Reputation: 3871
I need to convert any arbitrary string:
to a valid Java identifier:
Is there an existing tool for this task?
With so many Java source refactoring/generating frameworks one would think this should be quite common task.
Upvotes: 12
Views: 7837
Reputation: 425198
This simple method will convert any input string into a valid java identifier:
public static String getIdentifier(String str) {
try {
return Arrays.toString(str.getBytes("UTF-8")).replaceAll("\\D+", "_");
} catch (UnsupportedEncodingException e) {
// UTF-8 is always supported, but this catch is required by compiler
return null;
}
}
Example:
"%^&*\n()" --> "_37_94_38_42_10_56_94_40_41_"
Any input characters whatsoever will work - foreign language chars, linefeeds, anything!
In addition, this algorithm is:
str1.equals(str2)
Thanks to Joachim Sauer for the UTF-8
suggestion
If collisions are OK (where it is possible for two inputs strings to produce the same result), this code produces a readable output:
public static String getIdentifier(String str) {
StringBuilder sb = new StringBuilder();
for (int i = 0; i < str.length(); i++) {
if ((i == 0 && Character.isJavaIdentifierStart(str.charAt(i))) || (i > 0 && Character.isJavaIdentifierPart(str.charAt(i))))
sb.append(str.charAt(i));
else
sb.append((int)str.charAt(i));
}
return sb.toString();
}
It preserves characters that are valid identifiers, converting only those that are invalid to their decimal equivalents.
Upvotes: 12
Reputation: 719229
With so many Java source refactoring/generating frameworks one would think this should be quite common task.
Actually it is not.
A code refactoring framework will start with existing valid java identifiers, will be able to generate a new identifier by concatenating them with some additional characters for disambiguation purposes.
A typical code generation framework will start out with "names" taken from a restricted character set.
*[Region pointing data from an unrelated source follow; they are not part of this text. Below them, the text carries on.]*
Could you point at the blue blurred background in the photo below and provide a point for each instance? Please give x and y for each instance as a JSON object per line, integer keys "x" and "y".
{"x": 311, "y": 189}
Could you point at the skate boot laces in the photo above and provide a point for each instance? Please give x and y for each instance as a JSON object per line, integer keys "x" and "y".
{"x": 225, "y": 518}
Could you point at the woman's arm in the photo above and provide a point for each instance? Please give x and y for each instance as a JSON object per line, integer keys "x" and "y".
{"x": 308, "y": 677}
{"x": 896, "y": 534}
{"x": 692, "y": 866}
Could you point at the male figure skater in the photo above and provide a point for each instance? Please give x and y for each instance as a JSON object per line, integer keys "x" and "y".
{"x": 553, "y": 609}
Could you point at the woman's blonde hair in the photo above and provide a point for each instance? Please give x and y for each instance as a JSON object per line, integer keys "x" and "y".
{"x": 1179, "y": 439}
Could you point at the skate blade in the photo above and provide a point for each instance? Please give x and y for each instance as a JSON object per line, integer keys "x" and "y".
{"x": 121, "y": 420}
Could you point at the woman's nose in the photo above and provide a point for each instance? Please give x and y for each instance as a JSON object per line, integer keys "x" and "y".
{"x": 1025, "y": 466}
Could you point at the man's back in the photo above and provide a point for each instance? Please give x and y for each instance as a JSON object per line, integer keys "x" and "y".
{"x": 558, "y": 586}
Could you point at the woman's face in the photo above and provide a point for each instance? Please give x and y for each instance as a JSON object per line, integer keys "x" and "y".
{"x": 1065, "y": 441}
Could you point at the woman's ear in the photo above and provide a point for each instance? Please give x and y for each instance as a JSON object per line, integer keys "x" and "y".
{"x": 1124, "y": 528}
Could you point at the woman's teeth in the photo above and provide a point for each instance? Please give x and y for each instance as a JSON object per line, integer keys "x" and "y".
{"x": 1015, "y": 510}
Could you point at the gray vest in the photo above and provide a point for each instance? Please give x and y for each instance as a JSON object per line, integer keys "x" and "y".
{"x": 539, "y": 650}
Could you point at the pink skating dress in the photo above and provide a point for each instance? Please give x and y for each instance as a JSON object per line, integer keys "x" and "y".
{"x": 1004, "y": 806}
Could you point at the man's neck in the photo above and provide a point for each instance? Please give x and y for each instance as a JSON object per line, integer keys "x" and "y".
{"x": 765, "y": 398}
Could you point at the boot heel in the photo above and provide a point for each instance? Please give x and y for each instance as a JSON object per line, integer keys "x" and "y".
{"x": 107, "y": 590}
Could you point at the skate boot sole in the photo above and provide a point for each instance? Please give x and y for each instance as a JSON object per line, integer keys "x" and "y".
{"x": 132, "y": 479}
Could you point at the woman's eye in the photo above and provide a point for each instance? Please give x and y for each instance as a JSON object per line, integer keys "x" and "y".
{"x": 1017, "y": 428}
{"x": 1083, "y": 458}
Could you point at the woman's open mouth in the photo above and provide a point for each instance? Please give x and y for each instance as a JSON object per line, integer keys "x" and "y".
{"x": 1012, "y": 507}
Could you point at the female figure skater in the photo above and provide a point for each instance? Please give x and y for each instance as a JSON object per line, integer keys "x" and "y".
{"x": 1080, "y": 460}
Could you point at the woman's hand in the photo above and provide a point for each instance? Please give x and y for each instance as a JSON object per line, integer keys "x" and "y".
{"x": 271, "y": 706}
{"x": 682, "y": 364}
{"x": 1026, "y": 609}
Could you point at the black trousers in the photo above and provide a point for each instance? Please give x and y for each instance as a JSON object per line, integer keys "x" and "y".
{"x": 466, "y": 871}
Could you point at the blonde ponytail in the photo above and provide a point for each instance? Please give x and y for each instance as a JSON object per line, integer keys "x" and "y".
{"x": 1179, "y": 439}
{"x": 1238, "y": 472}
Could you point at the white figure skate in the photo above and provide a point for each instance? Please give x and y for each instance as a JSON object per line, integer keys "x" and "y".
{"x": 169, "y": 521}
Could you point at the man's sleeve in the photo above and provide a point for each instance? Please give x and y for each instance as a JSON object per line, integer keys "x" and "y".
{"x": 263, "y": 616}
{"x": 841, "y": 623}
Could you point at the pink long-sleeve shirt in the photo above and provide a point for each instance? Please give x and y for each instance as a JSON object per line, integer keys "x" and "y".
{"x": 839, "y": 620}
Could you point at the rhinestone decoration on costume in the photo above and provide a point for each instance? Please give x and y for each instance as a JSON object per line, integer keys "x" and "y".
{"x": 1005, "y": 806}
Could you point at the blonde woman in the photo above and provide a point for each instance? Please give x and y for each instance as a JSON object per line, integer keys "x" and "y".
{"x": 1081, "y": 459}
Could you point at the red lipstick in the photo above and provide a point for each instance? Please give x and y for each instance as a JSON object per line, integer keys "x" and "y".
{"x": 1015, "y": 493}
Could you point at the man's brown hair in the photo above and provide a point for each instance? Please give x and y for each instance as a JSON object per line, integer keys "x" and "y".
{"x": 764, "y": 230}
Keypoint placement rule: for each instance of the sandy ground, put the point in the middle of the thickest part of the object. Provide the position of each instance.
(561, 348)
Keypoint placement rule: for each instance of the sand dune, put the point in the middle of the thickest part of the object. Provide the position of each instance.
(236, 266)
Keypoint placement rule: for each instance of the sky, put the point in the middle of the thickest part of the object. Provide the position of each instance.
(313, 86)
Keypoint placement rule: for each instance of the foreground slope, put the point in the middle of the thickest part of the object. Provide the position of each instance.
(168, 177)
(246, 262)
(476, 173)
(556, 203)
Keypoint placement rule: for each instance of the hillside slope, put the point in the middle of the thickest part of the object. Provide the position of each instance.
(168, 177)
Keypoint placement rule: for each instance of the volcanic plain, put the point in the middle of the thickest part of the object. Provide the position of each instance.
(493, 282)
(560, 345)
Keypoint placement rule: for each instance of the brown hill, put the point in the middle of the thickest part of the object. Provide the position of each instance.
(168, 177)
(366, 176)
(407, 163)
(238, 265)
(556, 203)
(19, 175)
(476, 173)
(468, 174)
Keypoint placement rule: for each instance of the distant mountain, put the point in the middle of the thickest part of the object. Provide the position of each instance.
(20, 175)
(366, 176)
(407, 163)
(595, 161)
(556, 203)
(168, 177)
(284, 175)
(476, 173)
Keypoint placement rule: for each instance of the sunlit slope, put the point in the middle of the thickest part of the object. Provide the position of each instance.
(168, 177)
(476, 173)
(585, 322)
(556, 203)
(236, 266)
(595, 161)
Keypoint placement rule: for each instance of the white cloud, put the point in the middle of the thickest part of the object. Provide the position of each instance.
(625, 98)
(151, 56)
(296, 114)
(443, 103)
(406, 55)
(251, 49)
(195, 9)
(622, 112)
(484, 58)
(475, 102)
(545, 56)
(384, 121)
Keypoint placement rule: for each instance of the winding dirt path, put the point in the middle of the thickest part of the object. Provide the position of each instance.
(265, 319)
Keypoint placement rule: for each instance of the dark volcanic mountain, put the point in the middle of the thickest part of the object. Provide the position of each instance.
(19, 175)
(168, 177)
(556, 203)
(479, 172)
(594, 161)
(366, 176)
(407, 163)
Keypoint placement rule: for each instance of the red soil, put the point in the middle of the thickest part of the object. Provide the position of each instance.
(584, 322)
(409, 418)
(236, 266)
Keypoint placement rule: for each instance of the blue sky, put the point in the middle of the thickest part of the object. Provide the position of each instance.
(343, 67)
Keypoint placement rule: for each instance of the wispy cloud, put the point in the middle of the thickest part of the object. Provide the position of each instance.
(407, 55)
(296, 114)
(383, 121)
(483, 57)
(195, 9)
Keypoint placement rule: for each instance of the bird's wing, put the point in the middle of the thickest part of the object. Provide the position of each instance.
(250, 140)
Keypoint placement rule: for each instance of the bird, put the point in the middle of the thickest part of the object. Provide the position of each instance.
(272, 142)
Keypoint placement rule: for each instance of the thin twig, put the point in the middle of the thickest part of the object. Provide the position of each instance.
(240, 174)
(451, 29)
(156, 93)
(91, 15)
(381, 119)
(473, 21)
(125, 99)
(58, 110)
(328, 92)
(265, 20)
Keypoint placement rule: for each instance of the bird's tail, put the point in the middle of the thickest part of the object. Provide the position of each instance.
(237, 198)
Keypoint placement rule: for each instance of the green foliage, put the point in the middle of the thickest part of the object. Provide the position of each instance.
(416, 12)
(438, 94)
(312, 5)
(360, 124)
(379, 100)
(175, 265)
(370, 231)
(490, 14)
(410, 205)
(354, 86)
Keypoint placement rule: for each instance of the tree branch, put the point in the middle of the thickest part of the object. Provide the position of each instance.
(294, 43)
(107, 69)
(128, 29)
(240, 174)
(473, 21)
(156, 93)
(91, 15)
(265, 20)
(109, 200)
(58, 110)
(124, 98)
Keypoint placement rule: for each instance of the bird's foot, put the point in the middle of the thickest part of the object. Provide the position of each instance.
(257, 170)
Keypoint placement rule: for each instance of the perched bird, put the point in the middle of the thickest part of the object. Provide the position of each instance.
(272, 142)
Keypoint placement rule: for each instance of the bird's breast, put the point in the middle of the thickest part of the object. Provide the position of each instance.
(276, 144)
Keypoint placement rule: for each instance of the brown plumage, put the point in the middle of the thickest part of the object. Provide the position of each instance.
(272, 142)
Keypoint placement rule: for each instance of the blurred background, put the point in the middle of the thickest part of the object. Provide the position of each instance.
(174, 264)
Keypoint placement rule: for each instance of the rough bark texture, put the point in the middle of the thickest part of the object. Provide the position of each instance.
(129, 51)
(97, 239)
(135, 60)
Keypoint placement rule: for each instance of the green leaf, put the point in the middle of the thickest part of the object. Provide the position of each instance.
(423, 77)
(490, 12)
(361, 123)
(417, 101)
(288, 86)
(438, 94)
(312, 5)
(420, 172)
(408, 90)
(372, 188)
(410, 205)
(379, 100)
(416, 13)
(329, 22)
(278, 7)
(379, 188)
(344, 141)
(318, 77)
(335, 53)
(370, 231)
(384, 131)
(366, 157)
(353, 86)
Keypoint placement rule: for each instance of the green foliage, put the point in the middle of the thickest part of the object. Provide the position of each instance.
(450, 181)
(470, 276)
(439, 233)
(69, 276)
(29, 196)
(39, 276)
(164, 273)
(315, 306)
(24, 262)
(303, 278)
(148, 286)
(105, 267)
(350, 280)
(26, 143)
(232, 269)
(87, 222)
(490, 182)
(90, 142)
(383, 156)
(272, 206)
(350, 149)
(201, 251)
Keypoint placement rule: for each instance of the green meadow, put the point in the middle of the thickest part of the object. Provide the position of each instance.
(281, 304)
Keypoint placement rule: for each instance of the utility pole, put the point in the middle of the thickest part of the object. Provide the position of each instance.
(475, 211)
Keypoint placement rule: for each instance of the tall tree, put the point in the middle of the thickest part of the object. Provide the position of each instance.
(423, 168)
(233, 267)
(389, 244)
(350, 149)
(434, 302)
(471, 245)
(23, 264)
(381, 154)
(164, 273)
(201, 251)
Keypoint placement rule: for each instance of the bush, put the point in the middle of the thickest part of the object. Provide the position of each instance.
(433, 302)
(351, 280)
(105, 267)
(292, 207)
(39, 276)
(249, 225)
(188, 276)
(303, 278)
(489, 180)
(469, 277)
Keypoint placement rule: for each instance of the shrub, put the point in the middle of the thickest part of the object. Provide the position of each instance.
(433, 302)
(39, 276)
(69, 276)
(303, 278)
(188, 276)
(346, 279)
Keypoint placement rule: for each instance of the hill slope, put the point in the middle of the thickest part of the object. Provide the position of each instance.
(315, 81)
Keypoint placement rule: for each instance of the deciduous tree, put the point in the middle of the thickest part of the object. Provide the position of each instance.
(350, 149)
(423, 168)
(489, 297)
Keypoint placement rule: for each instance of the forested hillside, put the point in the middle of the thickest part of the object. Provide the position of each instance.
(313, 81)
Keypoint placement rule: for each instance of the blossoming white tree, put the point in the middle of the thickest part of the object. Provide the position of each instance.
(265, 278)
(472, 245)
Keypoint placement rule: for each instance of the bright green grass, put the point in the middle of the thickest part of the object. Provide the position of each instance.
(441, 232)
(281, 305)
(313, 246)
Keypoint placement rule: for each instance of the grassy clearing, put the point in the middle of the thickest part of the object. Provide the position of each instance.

It won't have to deal with arbitrary characters.
I presume that the aim of your converter is to produce identifiers that resemble the input strings if this is possible. If that's the case, I would do the conversion by mapping all legal identifier characters as-is, and replace illegal identifier characters with "$xxxx" where "xxxx" is a 4 digit hex encoding of the Java 16-bit character.
Your scheme works too, but replacing all illegal characters with '_' is more likely to result in identifier collisions; i.e. where two input strings map to the same identifier.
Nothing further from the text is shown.